I don’t even understand how this clashes with my position. I understand that smashing simple AIs together is a dumb idea, but I never proposed that ever. I’m proposing using this special system for early FAIs, and asking them very carefully some very specific questions, along with other questions, so that we can be safe. I don’t want this AI to have any direct power, or even super accurate input information.
Yes, obviously, this type of AI is a more limited AI. That’s the goal. Limiting our first attempt at FAI is a fantastic idea because existential risk is scary. We’ll get less benefits from the FAI, and it will take longer to get those benefits. But it will be a good idea, because it seems really likely to me that we could mess up FAI without even knowing it.
A truism in software is that code is harder to read than write, and often the interesting AIs are the nth generation AIs- where you build an AI that builds an AI that builds an AI (and so on), and turns out that an AI thought all of the human-readability constraints were cruft (because the AI does really run faster and better without those restrictions).
Sure, it will be hard to read the AIs mind. I see no reason why we should just not even try though.
You say that the AI will build an AI that will build an AI. But then you immediately jump to assuming that this means the final AI would leap beyond human comprehension. AIs are not Gods, and we shouldn’t treat them like ones. If we could pause the AI and read its coding, while slowing down its thought processes, and devoting lots of resources to the project (as we should do, no matter what) then reading its mind seems doable. We could also use earlier AIs to help us interpret the thoughts of later AIs, if necessary.
Reading its mind literally would guarantee that it couldn’t trick us. Why would we not choose to pursue this, even if it sorta seems like it might be expensive?

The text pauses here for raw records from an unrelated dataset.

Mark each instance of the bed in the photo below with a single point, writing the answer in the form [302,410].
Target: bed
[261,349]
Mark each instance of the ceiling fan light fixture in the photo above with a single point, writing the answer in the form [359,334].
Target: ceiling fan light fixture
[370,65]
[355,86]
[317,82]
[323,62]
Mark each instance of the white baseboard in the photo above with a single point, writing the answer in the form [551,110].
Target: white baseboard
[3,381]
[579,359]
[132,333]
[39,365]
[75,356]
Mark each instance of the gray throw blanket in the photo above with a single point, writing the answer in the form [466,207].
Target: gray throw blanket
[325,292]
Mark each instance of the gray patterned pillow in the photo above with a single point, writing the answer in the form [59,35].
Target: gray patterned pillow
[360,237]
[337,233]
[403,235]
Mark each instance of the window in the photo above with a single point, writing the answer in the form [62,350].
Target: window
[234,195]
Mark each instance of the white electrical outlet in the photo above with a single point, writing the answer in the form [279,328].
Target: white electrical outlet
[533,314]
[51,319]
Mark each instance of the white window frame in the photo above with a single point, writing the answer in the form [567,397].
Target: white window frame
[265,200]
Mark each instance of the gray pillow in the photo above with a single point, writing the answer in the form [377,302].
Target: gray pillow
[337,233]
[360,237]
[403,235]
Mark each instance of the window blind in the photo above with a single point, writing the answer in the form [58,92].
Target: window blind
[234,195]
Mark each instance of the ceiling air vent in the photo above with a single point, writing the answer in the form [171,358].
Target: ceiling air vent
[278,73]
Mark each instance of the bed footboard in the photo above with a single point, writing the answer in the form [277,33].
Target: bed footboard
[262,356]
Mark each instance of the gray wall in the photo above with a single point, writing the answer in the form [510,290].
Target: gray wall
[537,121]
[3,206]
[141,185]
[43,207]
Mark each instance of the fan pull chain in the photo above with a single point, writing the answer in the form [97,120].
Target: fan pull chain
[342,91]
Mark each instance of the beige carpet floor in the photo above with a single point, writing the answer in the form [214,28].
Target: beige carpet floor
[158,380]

I’ve already addressed this, the AI would still be entirely dependent on its appendages and that’s a major advantage. So long as we watch the appendages and act to check any actions by them that seem suspicious then the AI would remain weak. The AI isn’t magic, and it’s not even beyond the scope of human cunning if we limit its input data. Again, also keep in mind also that we’d watch the communications between the appendages and the AI as well, so we’d know immediately if it was trying to get them to make it any tools. The Gatekeepers wouldn’t exist in a vacuum, they would be watched over and countered by us.
Over the AI being embodied in a giant death robot, sure. But limiting the AI to a text-only channel is an old idea, and what Eliezer used for the “let me out of the box” demonstrations.
One of the things to note is that the limitations on the AI don’t limit anything the AI creates. If the AI gives you a blueprint for a nanomachine that purports to cure cancer, but when you make it it turns out to actually be grey goo, then humans lose, even though the AI never left the box. (Note that a worst-case AI is very subtle- suppose the nanomachine actually does cure cancer when built correctly, but a one-in-a-trillion manufacturing error will make it grey goo. Since you’re making trillions of them, you then get grey goo, and humans lose.)
Trying to formally specify “don’t give us any plans that will build an AI” or “don’t give us any plans that will cause humans to lose” without silencing the AI completely is a genuinely difficult affair.
Basically, if you assume that the AI is tricky enough to circumvent any medium restrictions you place on it, then the only way to avoid “humans lose” is to have its goal be “humans win,” which is actually a pretty complicated goal. Expressing that goal in a machine-understandable way is pretty much the FAI problem.
The entire point of Eliezer’s demonstration was that if an AI wants to it can increase its power base even starting from a text only communication system. The entire point of my idea is that we can just build the AI such that it doesn’t want to leave the box or increase its power base. It dodges that entire problem, that’s the whole point.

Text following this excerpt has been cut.